Tuesday, 5th July, 2016

Remortgaging to a new buy-to-let deal can be a smart move for landlords looking for a fixed rate or possibly lower interest payments. And it is essential if you want to borrow more or release equity. Follow these tips for a successful switch...

1. Shop Around

It always makes sense to do your research thoroughly when it comes to your property investment. It pays to be aware of exactly what type of deals are available at any given time, and at what rates.

2. Check the Internet

The internet is a great starting point for doing your research. Sites such as www.bbg-dealfinder.co.uk provide an online tool to help you search the mortgage market to find the latest deal on offer.
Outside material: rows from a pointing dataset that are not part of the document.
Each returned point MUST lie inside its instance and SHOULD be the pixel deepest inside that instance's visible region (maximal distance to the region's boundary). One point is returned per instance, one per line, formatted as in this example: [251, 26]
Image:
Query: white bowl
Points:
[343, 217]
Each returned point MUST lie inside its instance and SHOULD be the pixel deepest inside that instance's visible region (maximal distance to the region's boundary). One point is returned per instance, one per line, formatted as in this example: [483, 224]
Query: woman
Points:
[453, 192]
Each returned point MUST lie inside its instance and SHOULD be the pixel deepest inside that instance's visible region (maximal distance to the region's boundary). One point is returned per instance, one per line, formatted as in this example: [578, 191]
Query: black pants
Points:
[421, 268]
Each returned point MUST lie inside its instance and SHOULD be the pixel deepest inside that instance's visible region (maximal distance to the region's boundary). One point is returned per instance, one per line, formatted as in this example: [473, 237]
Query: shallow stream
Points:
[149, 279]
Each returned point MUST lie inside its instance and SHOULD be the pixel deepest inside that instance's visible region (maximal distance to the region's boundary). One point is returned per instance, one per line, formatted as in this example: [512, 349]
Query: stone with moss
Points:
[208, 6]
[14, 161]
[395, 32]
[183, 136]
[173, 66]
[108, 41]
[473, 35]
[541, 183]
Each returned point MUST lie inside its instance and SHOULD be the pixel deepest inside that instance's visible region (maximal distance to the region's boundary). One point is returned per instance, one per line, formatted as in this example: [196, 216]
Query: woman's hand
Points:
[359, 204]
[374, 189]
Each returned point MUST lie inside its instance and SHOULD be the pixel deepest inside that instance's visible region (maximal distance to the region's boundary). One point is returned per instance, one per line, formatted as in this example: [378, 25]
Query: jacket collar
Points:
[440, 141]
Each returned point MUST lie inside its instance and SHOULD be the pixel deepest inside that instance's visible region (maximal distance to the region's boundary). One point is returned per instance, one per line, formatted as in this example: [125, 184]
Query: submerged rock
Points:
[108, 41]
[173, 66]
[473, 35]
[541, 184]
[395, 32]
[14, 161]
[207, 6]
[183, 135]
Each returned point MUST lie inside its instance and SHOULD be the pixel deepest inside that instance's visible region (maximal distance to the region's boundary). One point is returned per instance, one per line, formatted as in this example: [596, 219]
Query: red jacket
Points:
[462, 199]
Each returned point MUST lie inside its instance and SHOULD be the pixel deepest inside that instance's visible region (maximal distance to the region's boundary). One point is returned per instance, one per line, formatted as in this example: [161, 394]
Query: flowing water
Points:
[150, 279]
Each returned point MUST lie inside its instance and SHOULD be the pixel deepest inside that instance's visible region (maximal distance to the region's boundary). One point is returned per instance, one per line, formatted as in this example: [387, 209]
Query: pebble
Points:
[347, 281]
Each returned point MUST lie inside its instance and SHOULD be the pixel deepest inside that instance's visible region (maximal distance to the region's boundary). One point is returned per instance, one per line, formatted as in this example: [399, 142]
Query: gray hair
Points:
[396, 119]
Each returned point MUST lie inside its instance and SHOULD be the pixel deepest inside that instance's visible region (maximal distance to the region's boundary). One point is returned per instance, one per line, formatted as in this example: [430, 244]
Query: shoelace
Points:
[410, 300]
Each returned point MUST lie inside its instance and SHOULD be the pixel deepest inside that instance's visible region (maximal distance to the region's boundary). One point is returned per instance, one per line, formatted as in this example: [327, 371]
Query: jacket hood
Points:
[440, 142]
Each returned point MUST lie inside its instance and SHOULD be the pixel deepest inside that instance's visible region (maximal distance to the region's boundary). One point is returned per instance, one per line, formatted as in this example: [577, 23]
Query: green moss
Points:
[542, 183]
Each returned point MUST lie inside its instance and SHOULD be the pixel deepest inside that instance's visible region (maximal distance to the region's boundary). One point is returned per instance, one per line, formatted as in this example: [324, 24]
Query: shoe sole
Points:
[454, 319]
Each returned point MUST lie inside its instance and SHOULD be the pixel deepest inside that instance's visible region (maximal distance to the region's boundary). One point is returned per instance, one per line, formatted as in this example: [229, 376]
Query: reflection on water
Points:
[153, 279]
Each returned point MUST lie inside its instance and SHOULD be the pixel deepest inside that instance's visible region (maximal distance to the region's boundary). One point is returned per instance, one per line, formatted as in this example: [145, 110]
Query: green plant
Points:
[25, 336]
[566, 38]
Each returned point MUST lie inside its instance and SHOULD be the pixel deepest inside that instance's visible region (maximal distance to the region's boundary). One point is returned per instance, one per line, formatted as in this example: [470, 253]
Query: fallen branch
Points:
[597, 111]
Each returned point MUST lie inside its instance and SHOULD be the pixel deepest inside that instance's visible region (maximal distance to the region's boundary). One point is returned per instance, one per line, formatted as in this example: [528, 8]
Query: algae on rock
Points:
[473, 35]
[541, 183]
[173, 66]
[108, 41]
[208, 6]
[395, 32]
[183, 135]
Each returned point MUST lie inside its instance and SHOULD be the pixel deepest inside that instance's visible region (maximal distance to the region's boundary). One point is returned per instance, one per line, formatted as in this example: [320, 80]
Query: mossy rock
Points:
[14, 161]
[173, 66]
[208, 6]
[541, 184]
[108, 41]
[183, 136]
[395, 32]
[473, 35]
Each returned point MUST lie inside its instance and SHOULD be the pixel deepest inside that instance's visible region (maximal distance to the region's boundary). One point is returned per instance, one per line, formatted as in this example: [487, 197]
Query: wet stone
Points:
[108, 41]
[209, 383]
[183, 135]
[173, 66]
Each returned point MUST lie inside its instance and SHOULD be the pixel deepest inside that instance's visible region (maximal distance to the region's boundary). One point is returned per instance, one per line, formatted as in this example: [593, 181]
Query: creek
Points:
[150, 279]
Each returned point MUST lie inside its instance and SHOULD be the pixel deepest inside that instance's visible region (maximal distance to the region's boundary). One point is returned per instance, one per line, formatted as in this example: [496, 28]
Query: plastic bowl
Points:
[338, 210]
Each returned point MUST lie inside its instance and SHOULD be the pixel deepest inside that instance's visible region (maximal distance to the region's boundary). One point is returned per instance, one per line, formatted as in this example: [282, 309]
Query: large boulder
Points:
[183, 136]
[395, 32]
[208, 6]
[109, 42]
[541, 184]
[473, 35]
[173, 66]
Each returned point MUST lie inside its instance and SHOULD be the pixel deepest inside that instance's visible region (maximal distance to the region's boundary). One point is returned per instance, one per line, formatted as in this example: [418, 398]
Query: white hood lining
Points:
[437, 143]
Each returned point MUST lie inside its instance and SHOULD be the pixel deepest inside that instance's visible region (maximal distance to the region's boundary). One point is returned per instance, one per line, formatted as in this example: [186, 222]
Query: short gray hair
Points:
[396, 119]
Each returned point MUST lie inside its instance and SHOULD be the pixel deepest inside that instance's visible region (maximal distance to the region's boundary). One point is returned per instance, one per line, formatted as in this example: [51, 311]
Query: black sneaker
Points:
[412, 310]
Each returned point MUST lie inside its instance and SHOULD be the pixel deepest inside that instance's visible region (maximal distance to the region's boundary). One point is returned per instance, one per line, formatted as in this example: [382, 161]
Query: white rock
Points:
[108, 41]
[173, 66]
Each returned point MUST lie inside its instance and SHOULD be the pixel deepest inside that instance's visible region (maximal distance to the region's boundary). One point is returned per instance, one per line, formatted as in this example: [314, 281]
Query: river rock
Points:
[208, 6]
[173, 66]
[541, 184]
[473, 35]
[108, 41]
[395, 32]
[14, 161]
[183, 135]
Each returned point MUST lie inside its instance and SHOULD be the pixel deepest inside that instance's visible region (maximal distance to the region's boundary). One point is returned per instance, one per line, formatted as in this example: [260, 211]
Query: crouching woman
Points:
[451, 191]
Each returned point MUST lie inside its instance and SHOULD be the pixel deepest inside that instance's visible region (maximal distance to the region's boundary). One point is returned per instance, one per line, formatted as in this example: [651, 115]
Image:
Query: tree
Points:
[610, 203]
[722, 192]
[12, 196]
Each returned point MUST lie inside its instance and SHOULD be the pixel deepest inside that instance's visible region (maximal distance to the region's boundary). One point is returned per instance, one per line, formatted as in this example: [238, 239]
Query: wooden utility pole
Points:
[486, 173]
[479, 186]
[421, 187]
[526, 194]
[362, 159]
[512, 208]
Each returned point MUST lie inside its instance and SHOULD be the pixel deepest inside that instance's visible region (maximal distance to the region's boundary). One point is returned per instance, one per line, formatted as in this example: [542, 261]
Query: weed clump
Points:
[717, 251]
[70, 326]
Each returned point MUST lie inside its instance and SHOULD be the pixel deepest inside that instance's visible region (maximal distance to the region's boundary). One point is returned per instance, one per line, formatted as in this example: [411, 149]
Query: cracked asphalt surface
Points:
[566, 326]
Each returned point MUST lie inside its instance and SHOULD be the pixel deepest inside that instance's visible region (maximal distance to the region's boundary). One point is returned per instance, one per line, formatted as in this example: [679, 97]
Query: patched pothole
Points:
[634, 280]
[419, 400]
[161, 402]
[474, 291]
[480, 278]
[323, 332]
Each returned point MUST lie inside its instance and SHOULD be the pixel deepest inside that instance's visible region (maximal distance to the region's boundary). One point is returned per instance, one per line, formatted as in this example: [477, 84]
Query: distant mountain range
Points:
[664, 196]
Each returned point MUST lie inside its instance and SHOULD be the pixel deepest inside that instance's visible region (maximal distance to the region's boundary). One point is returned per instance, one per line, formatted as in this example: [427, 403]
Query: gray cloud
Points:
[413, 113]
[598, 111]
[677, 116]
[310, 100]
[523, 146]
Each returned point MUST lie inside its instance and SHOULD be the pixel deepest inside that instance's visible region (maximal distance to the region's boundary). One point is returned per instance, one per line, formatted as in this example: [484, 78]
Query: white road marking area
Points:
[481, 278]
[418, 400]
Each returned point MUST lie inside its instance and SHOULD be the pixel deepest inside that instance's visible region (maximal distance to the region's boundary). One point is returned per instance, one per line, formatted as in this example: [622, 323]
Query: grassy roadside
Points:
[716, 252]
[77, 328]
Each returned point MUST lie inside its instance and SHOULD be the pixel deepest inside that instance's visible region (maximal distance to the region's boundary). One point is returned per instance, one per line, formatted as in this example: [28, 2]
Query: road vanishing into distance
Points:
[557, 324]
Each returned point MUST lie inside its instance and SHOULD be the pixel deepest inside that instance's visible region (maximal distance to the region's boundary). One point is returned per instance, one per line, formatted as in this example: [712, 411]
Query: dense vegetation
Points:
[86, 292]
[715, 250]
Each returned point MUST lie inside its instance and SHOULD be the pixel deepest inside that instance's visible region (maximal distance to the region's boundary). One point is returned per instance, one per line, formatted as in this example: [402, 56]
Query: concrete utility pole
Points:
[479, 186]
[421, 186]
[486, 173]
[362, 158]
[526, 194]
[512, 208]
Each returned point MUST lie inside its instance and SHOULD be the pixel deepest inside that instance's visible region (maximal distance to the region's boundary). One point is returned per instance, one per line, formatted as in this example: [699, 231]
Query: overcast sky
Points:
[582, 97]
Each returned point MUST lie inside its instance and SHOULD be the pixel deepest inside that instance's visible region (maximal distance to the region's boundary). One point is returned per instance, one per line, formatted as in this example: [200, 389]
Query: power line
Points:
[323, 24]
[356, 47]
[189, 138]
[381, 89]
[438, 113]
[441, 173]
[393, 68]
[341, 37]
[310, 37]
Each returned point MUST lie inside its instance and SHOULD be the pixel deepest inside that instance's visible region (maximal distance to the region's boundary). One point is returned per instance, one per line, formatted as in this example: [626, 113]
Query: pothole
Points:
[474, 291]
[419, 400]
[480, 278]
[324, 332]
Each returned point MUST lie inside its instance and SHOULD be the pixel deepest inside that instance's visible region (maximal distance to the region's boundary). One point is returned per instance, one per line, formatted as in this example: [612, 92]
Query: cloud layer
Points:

3. Take a Medium to Long-term View

Look for a suitable mortgage product that will serve your needs best beyond the short-term. This may (or may not) mean paying a slightly higher interest tate than the one you are currently on, for example, if you wish to lock into the security of a fixed rate, rather than leaving youe repayments at the mercy of variable rates.

4. Weigh Up the Rate vs the Fee

Buy-to-let mortgages nowadays come with hefty fees. It is not unsual to be charged anything from a flat fee of £1,999 to 3% of the mortgage balance. Most lenders will offer a choice of higher fee, lower rate, or vice versa. Do your maths carefully to ascertain which is best for you.

5. Check Out Existing Penalties

Before you move to a new mortgage lender or deal, you must check with your existing lender whether there are nay Early Repayment Charges (ERCs) payable on your current arrangement. If you are on a fixed rate or a special tracker, the likelihood is that you will have to pay an ERC. However, if you are paying your lender's Standard Variable Rate (SVR) an ERC will probably not apply.

6. Find Out About New Penalties

Make sure you are aware of any ECRs or other charges that apply to your new mortgage. We live in economically uncertain times, when flexibility and the ability to change your financial arrangements can be very important to landlords.

7. Look for Flexibility

Check whether any new deal allows you to make over/under-payments. The best thing you can do with any debt is overpay and shift it as quickly as possible, and this particularly applies to mortgages when interest rates are relatively low. However, the option to underpay or take payment holidays on a new deal can also be very useful if you encounter rental voids or other problems in the future.

8. Choose the Right Lender

Different lenders currently offer different levels of service to different types of buy-to-let borrower. Many of the big names such as BM Solutions and TMW tend to cater for landlords with smaller portfolios, while others such as Paragon Mortgages, for example, aim specifically at providing finance for professional landlords with larger portfolios. It can be worth paying a slightly higher interest rate for greater access to finance or better service.